Terlintas dalam benakku, akan kumanfaatkan sebidang tanah untuk menanam beraneka ragam tanaman. Mulai dari tanaman berumur pendek, hingga tanaman berumur panjang yang akan bisa dinikmati hasilnya 30 atau 50 tahun mendatang.
Atau kalau memang tak dinikamti hasilnya secara langsung, paling tidak, dalam kurun waktu yang panjang itu, dapat memberikan manfaat tidak langsung. Misalnya tanaman asam, yang bisa menghijauakan dan memberikan hawa sejuk. Pohon beringin yang daunnya bisa untuk makanan kambing, tapi juga menjadi penyuplai air tanah yang sangat efektif, karena kemampuan akar beringin menyimpan air, adalah 28o kali dari tanaman lainnya. Begitu juga tentu saja hawa segar yang diberikannya atau paling tidak aku dapat berteduh di bawahnya di kala terik.
Impianku itu bukan baru sekarang, melainkan sejak dulu, ketika aku masih duduk di SD, bahkan sebelum sekolah. Aku mengimpikan, bagaimana kalau dari akar beringin yang tumbuh lebat itu, tiba-tiba memancar keluar mata air. Tentu saja kebun saya yang sepetak itu akan menjadi sangat subur dan dapat ditanami apa saja yang lain. Begitu juga kebun-kebun yang ada di sekitarku.
Sistem pertanian tentu saja akan berubah dari ladang berpindah ke sawah berpengairan teknis. Mimpi itu sedemikian nyata, sampai sulit kubedakan antara mimpi, hayalan, dan kenyataan.
Aku ingin menanam apa saja. Tanaman yang daunnya selain memberikan kesegaran, juga daunnya dapat dimakan hewan piaraan maupun orang.
Dengan demikian, tanaman yang ditanam itu akan bernilai ganda. Misalnya, tanaman nangka. Nangka ini daunnya bisa dimakan kambing, buahnya bisa dimakan manusia, sementara bekas makan manusia itu masih bisa dimakan kambing maupun babi.
Tanaman ini sungguh efektif. Tak butuh banyak air, bisa hidup di lahan yang tandus, tumbuh subur dengan tak perlu banyak perawatan yang susah-susah. Asal mau menanam dan dapat tumbuh di awal tahun, selanjutnya akan bisa mengurus dirinya sendiri sampai menjadi besar dan berbuah.

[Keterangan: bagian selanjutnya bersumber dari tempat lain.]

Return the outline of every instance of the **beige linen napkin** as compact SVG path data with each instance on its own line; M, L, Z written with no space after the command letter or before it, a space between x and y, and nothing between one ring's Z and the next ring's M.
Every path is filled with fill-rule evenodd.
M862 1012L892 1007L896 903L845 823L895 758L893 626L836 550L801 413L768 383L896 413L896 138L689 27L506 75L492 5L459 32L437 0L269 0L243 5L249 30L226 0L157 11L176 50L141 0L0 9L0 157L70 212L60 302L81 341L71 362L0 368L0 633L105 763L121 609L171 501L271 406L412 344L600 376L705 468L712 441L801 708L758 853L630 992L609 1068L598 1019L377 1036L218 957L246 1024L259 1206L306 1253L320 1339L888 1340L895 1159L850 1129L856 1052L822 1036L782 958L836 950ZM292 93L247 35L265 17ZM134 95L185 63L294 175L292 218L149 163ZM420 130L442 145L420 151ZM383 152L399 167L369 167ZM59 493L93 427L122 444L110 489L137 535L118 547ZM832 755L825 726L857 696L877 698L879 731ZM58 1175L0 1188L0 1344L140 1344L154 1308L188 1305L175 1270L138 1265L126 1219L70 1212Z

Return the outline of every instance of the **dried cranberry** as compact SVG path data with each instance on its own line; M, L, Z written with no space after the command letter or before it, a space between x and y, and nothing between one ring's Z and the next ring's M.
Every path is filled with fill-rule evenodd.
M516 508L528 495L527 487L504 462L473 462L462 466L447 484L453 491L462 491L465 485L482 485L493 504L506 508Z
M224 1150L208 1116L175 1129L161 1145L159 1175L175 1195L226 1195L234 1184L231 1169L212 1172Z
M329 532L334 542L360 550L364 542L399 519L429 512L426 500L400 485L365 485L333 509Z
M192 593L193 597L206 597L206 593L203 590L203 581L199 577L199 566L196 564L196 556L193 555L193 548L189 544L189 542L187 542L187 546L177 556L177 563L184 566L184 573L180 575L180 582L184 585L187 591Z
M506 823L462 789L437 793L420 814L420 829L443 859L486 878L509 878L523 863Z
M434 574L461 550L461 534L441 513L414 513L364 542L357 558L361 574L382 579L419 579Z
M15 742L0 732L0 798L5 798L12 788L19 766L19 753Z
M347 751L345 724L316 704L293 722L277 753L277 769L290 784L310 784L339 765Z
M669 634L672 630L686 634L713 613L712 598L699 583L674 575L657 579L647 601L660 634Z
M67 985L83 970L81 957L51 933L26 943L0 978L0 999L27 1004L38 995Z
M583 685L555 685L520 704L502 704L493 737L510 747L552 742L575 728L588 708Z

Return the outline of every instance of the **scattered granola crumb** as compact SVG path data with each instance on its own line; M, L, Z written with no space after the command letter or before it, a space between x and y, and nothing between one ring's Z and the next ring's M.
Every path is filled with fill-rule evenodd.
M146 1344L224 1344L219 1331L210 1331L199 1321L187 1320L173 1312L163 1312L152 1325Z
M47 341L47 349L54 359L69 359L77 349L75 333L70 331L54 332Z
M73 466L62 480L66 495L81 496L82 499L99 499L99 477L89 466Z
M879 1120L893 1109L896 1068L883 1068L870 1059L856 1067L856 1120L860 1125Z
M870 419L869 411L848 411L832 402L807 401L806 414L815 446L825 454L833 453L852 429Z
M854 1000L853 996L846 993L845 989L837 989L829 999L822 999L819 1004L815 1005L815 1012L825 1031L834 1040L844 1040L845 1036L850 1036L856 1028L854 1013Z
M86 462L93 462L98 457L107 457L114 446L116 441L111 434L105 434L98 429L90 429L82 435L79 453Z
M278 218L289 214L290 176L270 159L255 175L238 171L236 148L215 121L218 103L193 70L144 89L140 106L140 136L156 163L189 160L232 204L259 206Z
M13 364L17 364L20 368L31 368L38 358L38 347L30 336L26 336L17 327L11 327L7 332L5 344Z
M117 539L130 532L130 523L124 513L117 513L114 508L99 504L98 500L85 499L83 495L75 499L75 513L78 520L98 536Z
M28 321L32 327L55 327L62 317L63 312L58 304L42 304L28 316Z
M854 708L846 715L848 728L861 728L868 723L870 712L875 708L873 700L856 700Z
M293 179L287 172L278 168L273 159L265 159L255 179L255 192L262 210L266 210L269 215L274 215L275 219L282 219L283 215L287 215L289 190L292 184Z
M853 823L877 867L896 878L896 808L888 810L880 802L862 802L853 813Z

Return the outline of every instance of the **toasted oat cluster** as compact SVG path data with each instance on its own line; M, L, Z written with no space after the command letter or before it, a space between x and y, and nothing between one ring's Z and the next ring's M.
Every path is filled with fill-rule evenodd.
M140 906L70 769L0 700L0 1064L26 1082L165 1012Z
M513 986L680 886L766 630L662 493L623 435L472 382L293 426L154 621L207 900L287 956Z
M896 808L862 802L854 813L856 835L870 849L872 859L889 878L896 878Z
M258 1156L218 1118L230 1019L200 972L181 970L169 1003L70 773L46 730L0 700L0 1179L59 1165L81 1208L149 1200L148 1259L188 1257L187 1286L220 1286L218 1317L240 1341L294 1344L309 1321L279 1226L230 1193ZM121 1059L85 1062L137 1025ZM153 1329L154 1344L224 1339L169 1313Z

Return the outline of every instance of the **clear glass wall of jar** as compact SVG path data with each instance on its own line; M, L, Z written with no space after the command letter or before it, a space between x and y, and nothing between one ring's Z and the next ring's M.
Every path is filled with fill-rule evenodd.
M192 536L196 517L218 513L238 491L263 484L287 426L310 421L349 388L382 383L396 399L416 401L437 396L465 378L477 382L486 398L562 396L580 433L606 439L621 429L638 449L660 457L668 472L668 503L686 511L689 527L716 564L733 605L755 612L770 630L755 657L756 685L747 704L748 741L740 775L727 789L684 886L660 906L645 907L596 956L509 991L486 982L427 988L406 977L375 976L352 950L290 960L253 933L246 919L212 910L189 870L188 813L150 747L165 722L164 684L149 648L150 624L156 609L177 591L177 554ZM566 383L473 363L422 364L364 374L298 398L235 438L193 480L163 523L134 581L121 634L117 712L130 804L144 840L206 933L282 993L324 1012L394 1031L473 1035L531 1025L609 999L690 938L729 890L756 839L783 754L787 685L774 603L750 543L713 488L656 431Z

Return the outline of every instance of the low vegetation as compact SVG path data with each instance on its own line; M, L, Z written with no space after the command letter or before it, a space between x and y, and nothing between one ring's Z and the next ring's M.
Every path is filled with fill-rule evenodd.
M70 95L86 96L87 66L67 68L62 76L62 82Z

Buah nangka memang sering dicuri. Tapi kalau saya menanamnya keliling kebun yang cukup luas ini dan sekiranya berhasil, tentu yang maling pun akan malas, karena buahnya akan terlampau banyak, tak cukup waktu dan tenaga bagi maling untuk bolak balik mencurinya setiap hari.
Impian itu begitu kuat sampai kadang mengganggu tidur malamku. Keeskokannya aku menelepon orang di kampung yang menjaga kebunku, karena aku masih ada di perantauan. Aku jelaskan segala maksudku, mengenai besarnya manfaat menanam pohon buah-buahan ini.
Namun aku dengar bahwa sejauh ini ternyata nangka itu tak pernah ditanam. Padahal bibit di bawah pohon nangka yang sudah tua itu teramat banyak, entah karena apa.
Sekiranya nasihatku diikuti, mungkin nangka itu sudah terlalu banyak buahnya sekarang. Bahkan kebunku memang sudah disulap menjadi kebun buah-buahan.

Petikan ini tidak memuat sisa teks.